Los atacantes, dándose cuenta demasiado tarde del error que habían cometido al no enviar primero a tres o cuatro hombres para que asaltaran la caseta del baño, se gritaban palabras de ánimo unos a otros. Sin embargo, era evidente que Takezō había maniobrado mejor que ellos.
Más o menos la décima vez en que el arma de Takezō entró en contacto con el suelo, se rompió. Entonces cogió una gran piedra y la arrojó contra los hombres, los cuales ya daban señales de retirada.
—¡Mirad, ha entrado en la casa! —gritó uno de los hombres, al tiempo que Osugi y su nuera salían de prisa al jardín trasero.
Takezō fue de un lado a otro de la casa, haciendo un estrépito tremendo, mientras gritaba:
—¿Dónde están mis ropas? ¡Devolvedme mis ropas!
Había ropas de faena esparcidas, así como un cofre primoroso que contenía kimonos, pero Takezō no les prestó atención. Esforzó la vista para encontrar sus prendas harapientas bajo aquella luz mortecina.

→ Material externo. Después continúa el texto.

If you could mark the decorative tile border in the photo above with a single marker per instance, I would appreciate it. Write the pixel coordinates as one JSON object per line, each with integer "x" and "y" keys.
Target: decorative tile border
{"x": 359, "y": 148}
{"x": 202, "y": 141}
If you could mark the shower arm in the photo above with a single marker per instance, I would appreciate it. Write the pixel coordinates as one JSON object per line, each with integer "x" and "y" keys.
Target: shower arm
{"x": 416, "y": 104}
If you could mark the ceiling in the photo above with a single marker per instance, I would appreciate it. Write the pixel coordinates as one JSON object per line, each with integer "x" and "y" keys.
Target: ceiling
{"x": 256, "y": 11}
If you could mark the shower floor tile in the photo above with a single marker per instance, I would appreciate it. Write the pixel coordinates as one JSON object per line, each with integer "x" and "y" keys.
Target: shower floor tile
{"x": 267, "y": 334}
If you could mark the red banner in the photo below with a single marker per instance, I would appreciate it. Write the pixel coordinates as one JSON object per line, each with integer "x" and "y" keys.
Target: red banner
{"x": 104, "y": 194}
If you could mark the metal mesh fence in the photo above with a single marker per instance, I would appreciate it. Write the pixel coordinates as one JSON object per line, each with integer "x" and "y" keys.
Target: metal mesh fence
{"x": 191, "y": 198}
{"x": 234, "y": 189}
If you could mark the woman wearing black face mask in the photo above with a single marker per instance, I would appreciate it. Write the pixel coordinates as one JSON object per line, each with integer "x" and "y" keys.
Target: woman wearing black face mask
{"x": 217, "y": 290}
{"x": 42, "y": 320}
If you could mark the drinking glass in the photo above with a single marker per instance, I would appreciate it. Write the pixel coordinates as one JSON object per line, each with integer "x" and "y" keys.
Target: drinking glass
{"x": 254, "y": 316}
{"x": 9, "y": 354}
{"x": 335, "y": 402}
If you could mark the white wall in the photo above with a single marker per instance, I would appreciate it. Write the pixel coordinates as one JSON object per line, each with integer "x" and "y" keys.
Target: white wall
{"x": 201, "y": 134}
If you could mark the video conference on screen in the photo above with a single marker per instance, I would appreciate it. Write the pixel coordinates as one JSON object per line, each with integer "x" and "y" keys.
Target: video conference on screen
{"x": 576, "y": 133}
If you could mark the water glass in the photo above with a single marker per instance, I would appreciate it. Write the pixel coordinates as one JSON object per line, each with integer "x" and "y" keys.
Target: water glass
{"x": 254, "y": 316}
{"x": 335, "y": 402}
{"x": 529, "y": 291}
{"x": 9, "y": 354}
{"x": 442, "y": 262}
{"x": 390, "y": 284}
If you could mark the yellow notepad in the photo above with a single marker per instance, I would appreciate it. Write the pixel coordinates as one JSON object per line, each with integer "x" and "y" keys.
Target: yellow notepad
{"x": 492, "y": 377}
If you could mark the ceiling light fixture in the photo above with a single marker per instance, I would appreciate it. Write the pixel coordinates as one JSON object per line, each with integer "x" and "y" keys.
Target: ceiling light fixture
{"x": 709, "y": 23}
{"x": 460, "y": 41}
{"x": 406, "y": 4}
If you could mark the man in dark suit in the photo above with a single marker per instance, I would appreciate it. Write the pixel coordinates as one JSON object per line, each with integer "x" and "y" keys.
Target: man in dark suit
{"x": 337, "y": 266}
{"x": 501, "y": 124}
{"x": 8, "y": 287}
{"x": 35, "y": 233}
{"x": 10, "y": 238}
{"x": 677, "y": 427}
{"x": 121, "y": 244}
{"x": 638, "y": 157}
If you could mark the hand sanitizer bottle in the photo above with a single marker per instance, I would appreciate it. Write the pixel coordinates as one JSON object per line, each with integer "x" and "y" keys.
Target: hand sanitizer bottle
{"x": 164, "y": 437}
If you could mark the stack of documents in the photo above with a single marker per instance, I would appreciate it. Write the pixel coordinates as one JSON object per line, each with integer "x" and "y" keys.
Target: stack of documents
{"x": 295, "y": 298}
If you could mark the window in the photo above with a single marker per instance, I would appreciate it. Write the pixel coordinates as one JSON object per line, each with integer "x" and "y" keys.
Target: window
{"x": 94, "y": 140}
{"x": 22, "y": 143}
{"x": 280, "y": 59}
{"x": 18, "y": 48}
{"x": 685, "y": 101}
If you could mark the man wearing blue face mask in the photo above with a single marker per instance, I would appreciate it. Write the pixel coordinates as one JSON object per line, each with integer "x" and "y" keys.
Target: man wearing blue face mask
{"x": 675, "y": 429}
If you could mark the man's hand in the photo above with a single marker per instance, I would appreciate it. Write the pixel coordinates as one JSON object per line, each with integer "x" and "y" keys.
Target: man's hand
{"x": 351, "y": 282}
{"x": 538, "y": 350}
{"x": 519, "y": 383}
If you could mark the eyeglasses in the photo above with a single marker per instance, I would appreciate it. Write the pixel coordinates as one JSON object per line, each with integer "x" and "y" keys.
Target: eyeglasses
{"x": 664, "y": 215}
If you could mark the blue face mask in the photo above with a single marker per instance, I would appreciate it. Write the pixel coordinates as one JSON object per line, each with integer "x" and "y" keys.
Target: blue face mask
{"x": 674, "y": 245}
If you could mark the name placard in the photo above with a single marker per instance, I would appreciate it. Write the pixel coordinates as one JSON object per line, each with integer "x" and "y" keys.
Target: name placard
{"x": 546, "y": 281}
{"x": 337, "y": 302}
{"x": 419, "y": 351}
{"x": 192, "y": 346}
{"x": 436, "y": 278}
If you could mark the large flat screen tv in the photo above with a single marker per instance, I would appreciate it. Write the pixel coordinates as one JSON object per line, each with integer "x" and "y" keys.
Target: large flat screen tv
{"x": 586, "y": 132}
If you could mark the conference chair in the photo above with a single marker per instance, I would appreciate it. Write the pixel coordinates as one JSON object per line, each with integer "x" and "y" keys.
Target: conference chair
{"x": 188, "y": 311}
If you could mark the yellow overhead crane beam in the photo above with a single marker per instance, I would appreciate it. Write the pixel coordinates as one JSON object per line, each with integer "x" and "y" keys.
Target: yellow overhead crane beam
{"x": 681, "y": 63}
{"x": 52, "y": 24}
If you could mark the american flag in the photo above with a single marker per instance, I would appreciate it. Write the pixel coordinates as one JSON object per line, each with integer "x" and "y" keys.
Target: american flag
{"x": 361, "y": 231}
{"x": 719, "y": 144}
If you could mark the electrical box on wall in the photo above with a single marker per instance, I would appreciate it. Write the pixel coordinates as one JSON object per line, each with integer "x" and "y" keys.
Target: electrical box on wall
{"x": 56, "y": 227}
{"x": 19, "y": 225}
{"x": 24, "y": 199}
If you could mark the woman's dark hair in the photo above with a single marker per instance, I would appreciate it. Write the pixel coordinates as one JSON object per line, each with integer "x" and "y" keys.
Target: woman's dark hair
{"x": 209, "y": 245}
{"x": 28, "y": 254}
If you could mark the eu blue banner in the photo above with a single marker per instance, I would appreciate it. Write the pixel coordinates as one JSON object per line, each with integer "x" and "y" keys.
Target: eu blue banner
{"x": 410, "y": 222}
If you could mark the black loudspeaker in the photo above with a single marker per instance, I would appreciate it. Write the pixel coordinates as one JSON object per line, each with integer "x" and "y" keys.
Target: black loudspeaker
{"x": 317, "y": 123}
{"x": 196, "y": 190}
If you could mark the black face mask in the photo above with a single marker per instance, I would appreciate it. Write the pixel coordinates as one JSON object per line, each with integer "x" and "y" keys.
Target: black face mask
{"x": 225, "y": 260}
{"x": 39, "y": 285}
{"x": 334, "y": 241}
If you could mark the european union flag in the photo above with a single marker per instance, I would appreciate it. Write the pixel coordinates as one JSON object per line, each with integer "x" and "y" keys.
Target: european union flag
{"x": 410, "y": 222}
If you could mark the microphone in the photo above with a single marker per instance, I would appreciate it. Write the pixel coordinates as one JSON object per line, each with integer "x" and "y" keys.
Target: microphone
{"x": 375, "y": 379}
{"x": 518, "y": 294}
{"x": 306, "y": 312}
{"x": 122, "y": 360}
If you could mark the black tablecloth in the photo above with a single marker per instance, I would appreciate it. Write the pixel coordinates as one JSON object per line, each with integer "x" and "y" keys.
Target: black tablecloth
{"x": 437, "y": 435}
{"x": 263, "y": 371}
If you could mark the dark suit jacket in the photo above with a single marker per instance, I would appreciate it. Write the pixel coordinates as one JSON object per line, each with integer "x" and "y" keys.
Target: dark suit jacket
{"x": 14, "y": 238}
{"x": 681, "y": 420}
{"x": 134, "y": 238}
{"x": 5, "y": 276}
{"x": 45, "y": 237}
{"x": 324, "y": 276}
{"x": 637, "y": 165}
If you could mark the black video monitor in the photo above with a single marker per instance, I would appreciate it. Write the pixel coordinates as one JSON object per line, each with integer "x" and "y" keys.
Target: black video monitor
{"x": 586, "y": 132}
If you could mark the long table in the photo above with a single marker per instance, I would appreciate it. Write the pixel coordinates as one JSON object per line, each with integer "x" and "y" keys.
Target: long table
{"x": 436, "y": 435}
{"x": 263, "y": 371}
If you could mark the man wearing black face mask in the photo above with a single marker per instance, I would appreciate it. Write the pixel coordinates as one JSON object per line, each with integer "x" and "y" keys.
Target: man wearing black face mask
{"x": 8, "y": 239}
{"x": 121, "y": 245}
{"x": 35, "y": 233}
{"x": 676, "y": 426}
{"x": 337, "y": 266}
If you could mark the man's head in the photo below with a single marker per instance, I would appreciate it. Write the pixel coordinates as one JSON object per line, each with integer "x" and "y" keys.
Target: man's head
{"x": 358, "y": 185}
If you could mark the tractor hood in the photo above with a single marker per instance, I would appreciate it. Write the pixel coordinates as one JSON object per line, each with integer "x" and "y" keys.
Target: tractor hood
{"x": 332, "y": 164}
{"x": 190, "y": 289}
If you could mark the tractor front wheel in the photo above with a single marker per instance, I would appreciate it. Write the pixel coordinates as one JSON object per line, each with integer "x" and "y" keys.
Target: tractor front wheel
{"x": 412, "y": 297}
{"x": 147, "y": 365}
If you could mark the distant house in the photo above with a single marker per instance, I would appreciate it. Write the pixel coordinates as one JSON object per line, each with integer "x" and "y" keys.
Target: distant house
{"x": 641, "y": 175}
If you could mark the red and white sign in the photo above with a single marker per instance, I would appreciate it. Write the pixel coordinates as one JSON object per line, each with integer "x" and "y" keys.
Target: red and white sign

Finalmente las vio en un rincón de la cocina, las cogió con una mano y, hallando un asidero sobre un gran horno de barro, salió por un ventanuco elevado. Mientras salía al tejado, sus perseguidores, ahora totalmente confundidos, maldecían y se excusaban unos a otros por no haber logrado atraparle.
De pie en medio del tejado, Takezō se puso su kimono sin apresurarse. Arrancó con los dientes una tira de tela de la faja y, recogiendo el húmedo cabello detrás de la cabeza, lo ató cerca de las raíces, con tal firmeza que las cejas y las comisuras de los ojos le quedaron estirados.
El cielo primaveral estaba lleno de estrellas.